Arseni Iatseniouk de nouveau chef du gouvernement

La nouvelle session de la Verkhovna Rada, le parlement ukrainien, s'est ouvert jeudi 27 novembre à Kiev. 423 députés, au lieu de 450 normalement si on ajoute les sièges de Crimée et du Donbass, ont prêté serment sous les yeux des caméras, et ont directement élu le président de l’Assemblée, Volodimir Groïssman, et le Premier ministre, Arseni Iatseniouk.

Avec notre correspondant à Kiev, Sébastien Gobert

Aussitôt démissionné, aussitôt réélu. En vertu de l’accord de coalition gouvernementale, Arseni Iatseniouk a bénéficié du soutien de 341 députés de cinq partis différents. Une façon de sacraliser l’atmosphère d’unité qui a régné pendant cette première session parlementaire.

Le président Petro Porochenko, présent dans l’hémicycle, avait saisi l’occasion pour prononcer un véritable discours de politique générale, et pour s’inscrire comme chef d’orchestre du vote : « La Constitution me donne quinze jours pour nominer un candidat au poste de Premier ministre, a-t-il rappelé. Avec Arseni Iatseniouk, je n’hésite pas quinze secondes. »

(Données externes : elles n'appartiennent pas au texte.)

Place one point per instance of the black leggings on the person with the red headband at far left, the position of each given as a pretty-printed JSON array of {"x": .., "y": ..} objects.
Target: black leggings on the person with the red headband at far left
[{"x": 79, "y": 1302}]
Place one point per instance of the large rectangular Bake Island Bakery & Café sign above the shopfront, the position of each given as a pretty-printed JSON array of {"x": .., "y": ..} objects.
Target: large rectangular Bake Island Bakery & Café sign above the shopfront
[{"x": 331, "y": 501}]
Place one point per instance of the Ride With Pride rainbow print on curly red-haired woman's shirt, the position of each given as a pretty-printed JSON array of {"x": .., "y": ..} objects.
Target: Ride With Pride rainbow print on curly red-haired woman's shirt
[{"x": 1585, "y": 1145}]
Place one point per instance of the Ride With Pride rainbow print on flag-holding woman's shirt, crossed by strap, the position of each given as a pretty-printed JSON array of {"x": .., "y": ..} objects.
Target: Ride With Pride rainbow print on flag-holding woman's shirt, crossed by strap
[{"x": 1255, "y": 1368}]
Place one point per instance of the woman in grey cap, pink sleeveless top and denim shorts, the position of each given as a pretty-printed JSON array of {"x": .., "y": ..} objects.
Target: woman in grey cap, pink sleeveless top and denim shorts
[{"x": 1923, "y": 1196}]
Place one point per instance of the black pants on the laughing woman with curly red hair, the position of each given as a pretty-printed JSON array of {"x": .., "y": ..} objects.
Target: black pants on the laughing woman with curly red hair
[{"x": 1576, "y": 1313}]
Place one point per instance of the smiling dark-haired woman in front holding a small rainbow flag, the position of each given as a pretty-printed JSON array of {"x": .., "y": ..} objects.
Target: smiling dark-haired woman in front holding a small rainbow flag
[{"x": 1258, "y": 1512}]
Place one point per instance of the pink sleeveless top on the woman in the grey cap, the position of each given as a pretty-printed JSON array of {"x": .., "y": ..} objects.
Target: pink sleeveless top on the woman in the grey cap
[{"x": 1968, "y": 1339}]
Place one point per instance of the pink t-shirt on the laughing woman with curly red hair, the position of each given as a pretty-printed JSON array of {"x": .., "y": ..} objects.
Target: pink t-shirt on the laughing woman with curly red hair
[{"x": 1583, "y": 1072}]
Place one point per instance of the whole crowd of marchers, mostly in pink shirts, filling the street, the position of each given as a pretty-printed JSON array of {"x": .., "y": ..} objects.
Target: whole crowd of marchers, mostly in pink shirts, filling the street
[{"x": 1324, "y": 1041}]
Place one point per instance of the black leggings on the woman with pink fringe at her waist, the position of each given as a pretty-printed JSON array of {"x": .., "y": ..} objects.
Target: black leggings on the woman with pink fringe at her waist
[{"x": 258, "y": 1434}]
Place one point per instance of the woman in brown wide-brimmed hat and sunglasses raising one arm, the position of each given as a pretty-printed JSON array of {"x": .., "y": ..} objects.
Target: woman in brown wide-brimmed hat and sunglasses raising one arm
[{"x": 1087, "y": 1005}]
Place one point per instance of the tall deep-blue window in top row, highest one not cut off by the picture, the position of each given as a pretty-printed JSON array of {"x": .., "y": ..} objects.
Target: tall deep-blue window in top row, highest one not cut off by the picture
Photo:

Un enthousiasme rendu par le Premier ministre, qui lui a assuré de son soutien et de sa responsabilité partagée dans le processus de réforme et de défense nationale. Arseni Iatseniouk se présente néanmoins comme un chef de gouvernement sans gouvernement : les négociations sont âpres entre les cinq partenaires de coalition, et un éventuel cabinet ne serait annoncé que le 2 décembre, au plus tôt. Et dans les discours de chacun, il est aisé de percevoir des tensions qui pourraient rapidement fragiliser cette belle unité réformatrice.